L’accord de septième « classique » présenté dans le premier article porte le nom d’accord de septième de dominante. La notation correspond à Do7, Ré7, Mi7, etc. Dans le langage courant, cet accord est souvent appelé simplement « septième » (par exemple Do septième ou Do sept). La désignation officielle reste toutefois septième de dominante. Un accord de septième de dominante se construit à partir d’un accord majeur auquel s’ajoute une septième mineure (voir le clavier ci‑dessus). Ainsi, Do7 se compose des notes : do – mi – sol – si♭, le si♭ représentant la septième.

Accords diatoniques et non diatoniques

Chaque tonalité majeure possède un seul accord de septième de dominante diatonique. Un accord est dit diatonique lorsque toutes ses notes appartiennent à la gamme de la tonalité concernée. L’accord de septième de dominante diatonique se situe toujours sur le cinquième degré de la gamme majeure. Par exemple, dans la tonalité de do majeur (do – ré – mi – fa – sol – la – si – do), l’accord de septième de dominante est Sol7 (sol – si – ré – fa). Les notes sol, si, ré et fa appartiennent toutes à la gamme de do majeur. Dans l’article sur les progressions d’accords, il a été expliqué pourquoi l’accord de septième de dominante tend naturellement à se résoudre vers l’accord de tonique. Ainsi, Sol7 (sol – si – ré – fa) se résout naturellement vers Do majeur (do – mi – sol). Cette tension provient des notes dites « tendues » : le si attire vers le do, et le fa attire vers le mi. À l’inverse, l’accord Do7 contient la note si♭, absente de la gamme de do majeur. Cela en fait un accord non diatonique dans cette tonalité. Bien entendu, cet accord peut être utilisé librement, mais il est utile de distinguer les accords diatoniques de ceux qui ne le sont pas.

Accord de septième majeure (maj7 ou ∆)

Le terme septième majeure peut prêter à confusion. Il s’agit d’un accord majeur auquel s’ajoute une septième majeure. Ici, le mot « majeur » ne qualifie donc plus l’accord de base, mais bien l’intervalle de septième ajouté.
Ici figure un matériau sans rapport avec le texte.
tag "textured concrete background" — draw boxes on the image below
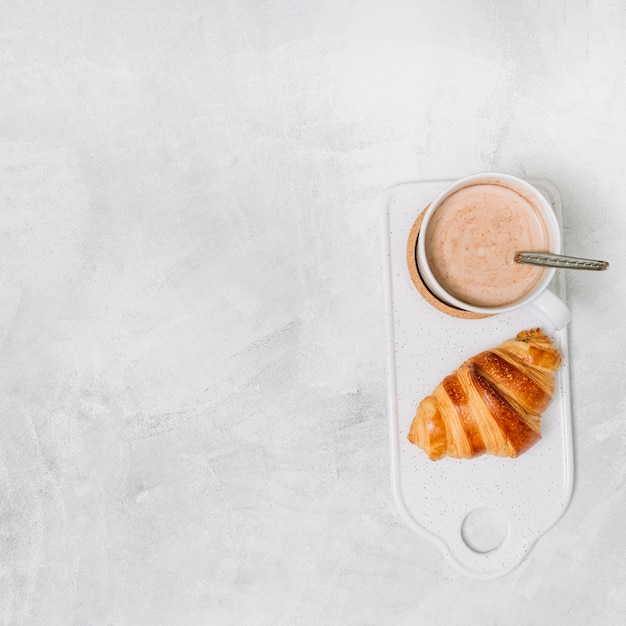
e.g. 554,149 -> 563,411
0,0 -> 626,626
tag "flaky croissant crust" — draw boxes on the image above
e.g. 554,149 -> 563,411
408,328 -> 561,460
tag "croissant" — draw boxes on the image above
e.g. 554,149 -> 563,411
408,328 -> 561,461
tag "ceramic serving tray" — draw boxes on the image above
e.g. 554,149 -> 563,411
383,180 -> 575,579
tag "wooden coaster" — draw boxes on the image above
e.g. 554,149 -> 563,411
406,206 -> 492,320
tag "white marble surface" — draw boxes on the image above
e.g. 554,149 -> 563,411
0,0 -> 626,626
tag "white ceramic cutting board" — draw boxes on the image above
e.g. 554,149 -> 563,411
383,180 -> 575,579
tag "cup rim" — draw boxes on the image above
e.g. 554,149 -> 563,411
416,172 -> 562,315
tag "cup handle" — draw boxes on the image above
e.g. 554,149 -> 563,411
526,289 -> 572,330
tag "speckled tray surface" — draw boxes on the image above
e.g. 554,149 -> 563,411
383,180 -> 575,578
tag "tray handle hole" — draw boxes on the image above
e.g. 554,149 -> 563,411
461,508 -> 510,554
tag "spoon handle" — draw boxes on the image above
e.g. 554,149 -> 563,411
515,252 -> 609,270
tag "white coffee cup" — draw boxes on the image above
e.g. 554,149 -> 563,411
416,173 -> 571,330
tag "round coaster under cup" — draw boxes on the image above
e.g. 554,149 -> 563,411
406,206 -> 492,320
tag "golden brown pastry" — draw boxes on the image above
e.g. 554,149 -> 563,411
408,328 -> 561,461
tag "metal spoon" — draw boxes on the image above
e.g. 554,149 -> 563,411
514,252 -> 609,271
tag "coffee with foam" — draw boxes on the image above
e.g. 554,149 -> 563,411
425,183 -> 550,307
Il se note par exemple Do maj7 ou Do∆ et se compose des notes do – mi – sol – si, tandis que l’accord de septième de dominante, noté Do7, contient do – mi – sol – si♭, la différence résidant donc entre la septième majeure (si) et la septième mineure (si♭).Voir également le le clavier ci-dessus. Sur le plan sonore, la septième de dominante crée une tension qui appelle une résolution vers l’accord de tonique (par exemple Do7 vers Fa majeur), alors que la septième majeure agit davantage comme une couleur ajoutée à l’accord majeur, sans véritable besoin de résolution, ce qui confère à la musique une sonorité douce et jazzy qu’il convient d’utiliser avec discernement selon le style et le morceau.
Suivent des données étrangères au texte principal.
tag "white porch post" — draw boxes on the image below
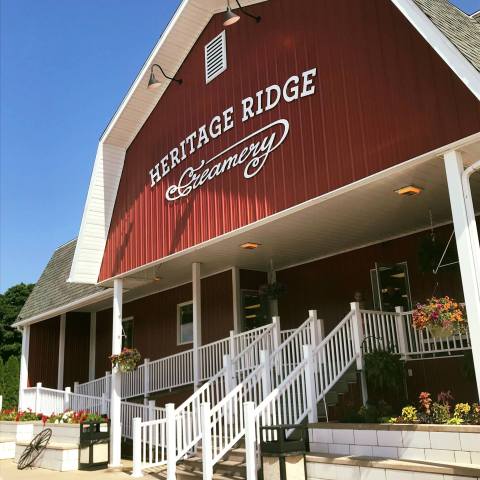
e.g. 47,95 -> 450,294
110,278 -> 123,467
88,312 -> 97,381
444,151 -> 480,397
18,325 -> 30,410
192,262 -> 202,389
57,313 -> 67,390
267,262 -> 278,317
232,267 -> 242,333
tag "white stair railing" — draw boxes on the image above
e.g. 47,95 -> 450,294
74,325 -> 268,399
360,307 -> 472,359
129,319 -> 280,480
169,322 -> 277,469
203,311 -> 318,479
360,310 -> 399,353
396,311 -> 472,358
249,311 -> 361,480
Accord de septième mineure (m7, min7 ou mi7)

L’accord de septième mineure se note de plusieurs façons : Do min7, Do mi7 ou, plus couramment, Do m7. Dans ce type d’accord, le terme « mineur » ne se rapporte pas à la septième mais à la tierce, puisqu’il s’agit d’un accord mineur auquel s’ajoute une septième mineure. Ainsi, Do m7 est formé des notes do – mi♭ – sol – si♭, le mi♭ représentant la tierce mineure et le si♭ la septième mineure. Du point de vue sonore, son rôle est comparable à celui de l’accord de septième majeure : il colore l’accord de base sans créer une forte tension de résolution. Comme la septième majeure, la septième mineure apporte une nuance légèrement jazzy. C’est pourquoi, dans le rock, les accords de septième majeure et de septième mineure apparaissent rarement.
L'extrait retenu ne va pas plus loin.